The sweet, feminine look of the clothes was echoed by the soft, lightly-waved hair and fresh make-up (dewy skin, strong brows and a candy-pink lip.) No gimmicks or tricks, which allowed the clothes to really shine.
One outstanding look came in the form of a neon orange dress – this looks like it’s going to be the hottest colour of next summer, as we also saw it on the catwalks at Jasper Conran and Erdem. It’s an upbeat, optimistic shade – like peach sorbet – that will look supersexy with a tan and work beautifully with black, camel and navy.
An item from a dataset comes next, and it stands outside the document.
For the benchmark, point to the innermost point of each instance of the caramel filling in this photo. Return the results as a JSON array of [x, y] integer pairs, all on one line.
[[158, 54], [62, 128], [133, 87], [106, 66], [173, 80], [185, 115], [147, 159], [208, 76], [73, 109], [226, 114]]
The ’70s feel that has emerged as the dominant trend at New York and London was present in the form of a Charlie Girl-style camel trouser suit and a white broderie anglais jumpsuit. Broderie anglais played a prominent role – it appeared on sweet sundresses, with one particular treasure sporting a gorgeous broderie anglais pleated skirt. It also trimmed a stunning white blazer and made up panels on a crisp white sleeveless shirt.
The broderie anglais theme was taken to its illogical conclusion by being blown up to giant proportions and used as cut outs on a bodycon black dress.
This was an accomplished collection full of incredibly wearable dresses and separates with a flirtatious edge -sugar and spice is definitely what the Spijkers en Spijkers girl is made of!